ニューヨークでは1950年代以来ジャクソン・ポロックらに代表される抽象表現主義が全盛を極めており、人間より大きなキャンバスに色彩を展開させ、始めも終わりもない抽象的な色面で全面を覆うオールオーバーな絵画が主流を占めていました。

これに対し、1950年代末にロバート・ラウシェンバーグジャスパー・ジョーンズらが、廃物や既製品のがらくたなど現実から持ってきた物体を絵に貼り付けたり、標的や数字や星条旗の図柄などおよそ絵にはならないありふれたイメージを描き始め、モダニズムの好む「グッド・デザイン」に反するような行動を始めました。
ポップアートにはその辺にある既製品をそのまま使用して芸術とするレディメイドの手法など、ダダイズムや反芸術が強く影響していたため、彼らのようなアメリカのポップアートの作家は、しばらくの間は「ネオダダ」とも呼ばれていました。既製品や既成のイメージを使った彼らネオダダは、抽象表現主義に取り組んでいたアーティストや抽象表現主義に飽き始めていた観客らに衝撃を与えていました。

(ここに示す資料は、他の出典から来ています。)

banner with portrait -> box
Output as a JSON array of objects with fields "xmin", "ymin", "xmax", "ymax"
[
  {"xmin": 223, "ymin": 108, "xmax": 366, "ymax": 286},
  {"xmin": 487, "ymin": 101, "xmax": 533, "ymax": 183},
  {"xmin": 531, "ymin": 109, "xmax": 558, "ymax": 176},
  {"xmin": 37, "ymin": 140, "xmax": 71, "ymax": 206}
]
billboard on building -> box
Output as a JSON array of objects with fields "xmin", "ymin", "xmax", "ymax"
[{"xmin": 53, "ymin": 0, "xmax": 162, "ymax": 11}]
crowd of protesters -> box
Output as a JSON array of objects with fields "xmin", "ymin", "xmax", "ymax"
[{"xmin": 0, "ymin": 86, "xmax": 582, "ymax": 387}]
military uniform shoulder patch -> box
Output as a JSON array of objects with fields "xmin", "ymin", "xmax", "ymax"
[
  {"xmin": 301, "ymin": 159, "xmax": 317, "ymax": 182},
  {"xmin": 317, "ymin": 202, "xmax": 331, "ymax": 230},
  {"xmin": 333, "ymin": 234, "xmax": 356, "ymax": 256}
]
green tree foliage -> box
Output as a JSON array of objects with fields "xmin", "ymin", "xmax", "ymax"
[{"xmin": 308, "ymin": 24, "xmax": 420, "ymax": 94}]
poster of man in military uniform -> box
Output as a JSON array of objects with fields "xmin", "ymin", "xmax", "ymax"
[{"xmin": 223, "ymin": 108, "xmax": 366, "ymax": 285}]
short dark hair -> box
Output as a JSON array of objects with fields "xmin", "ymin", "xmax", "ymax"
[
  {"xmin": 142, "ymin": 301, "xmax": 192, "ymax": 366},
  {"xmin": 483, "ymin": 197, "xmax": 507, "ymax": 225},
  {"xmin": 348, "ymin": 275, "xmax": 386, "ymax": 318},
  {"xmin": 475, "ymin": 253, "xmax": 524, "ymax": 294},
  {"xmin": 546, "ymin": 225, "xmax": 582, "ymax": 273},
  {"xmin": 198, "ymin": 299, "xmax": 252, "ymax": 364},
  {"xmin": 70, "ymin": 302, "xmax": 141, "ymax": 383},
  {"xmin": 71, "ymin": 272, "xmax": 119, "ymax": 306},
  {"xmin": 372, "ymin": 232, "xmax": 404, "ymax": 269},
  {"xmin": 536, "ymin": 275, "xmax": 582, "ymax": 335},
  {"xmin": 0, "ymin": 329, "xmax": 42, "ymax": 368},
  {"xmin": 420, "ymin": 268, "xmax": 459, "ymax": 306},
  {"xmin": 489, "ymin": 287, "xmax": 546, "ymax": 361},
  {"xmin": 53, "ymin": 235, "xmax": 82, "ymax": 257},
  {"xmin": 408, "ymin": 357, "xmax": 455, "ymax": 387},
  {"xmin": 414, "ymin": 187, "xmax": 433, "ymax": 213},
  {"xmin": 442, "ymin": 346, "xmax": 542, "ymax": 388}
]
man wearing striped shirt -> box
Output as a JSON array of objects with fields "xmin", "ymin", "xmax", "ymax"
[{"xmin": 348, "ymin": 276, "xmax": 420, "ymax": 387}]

その後、1960年代に入りアメリカのポップアートの代表格ともいえるロイ・リキテンスタインと、商業デザイナーであったアンディ・ウォーホルの二人が、コミックスの拡大模写によって世に出ました。大量に印刷され、絵柄も似たり寄ったりの漫画は、既製のイメージの中でも最もキッチュで悪趣味なものではあるが、単純で力強い線などが魅力的であり「グッド・デザイン」を粉砕する威力がありました。アンディ・ウォーホルはその後キャンベル・スープの缶、ブリロ(洗剤)の箱、マリリン・モンローなど女優や有名人の写真などいたるところにあるイメージを用いた版画を大量生産しました。1961年に渡米していたローレンス・アロウェイがアメリカにポップアートという言葉を紹介し、これらの傾向の呼び名になりました。

ポップアートは映画や漫画などの大衆文化同様、観客の心を一瞬で掴む強い魅力的なイメージを持っているのでわかりやすく、しかもアメリカの大量生産品や大衆文化をテーマにしているため、アメリカの豊かさを賛美する魅力的な芸術として歓迎されました。逆にここからアメリカの大量生産品や大衆文化の悪趣味さや、商品を大量に消費し豊かになってもなお逃げられない死の影を見出す者もいたようです。

ウォーホルリキテンスタインらポップ・アートの作家たちは、カウンターカルチャーの時代における大衆絵画作家としても成功しています。ポップ・アートは、商品やメディアに囲まれて育った世代の若者の原風景であるスターや商品を魅力的に描いて若者に刺激を与え、その版画作品は熱狂的に受け入れられました。

そんな一世を風靡したポップ・アートもミニマルアートやアースワークに押され、美術の世界から急速に冷めていきました。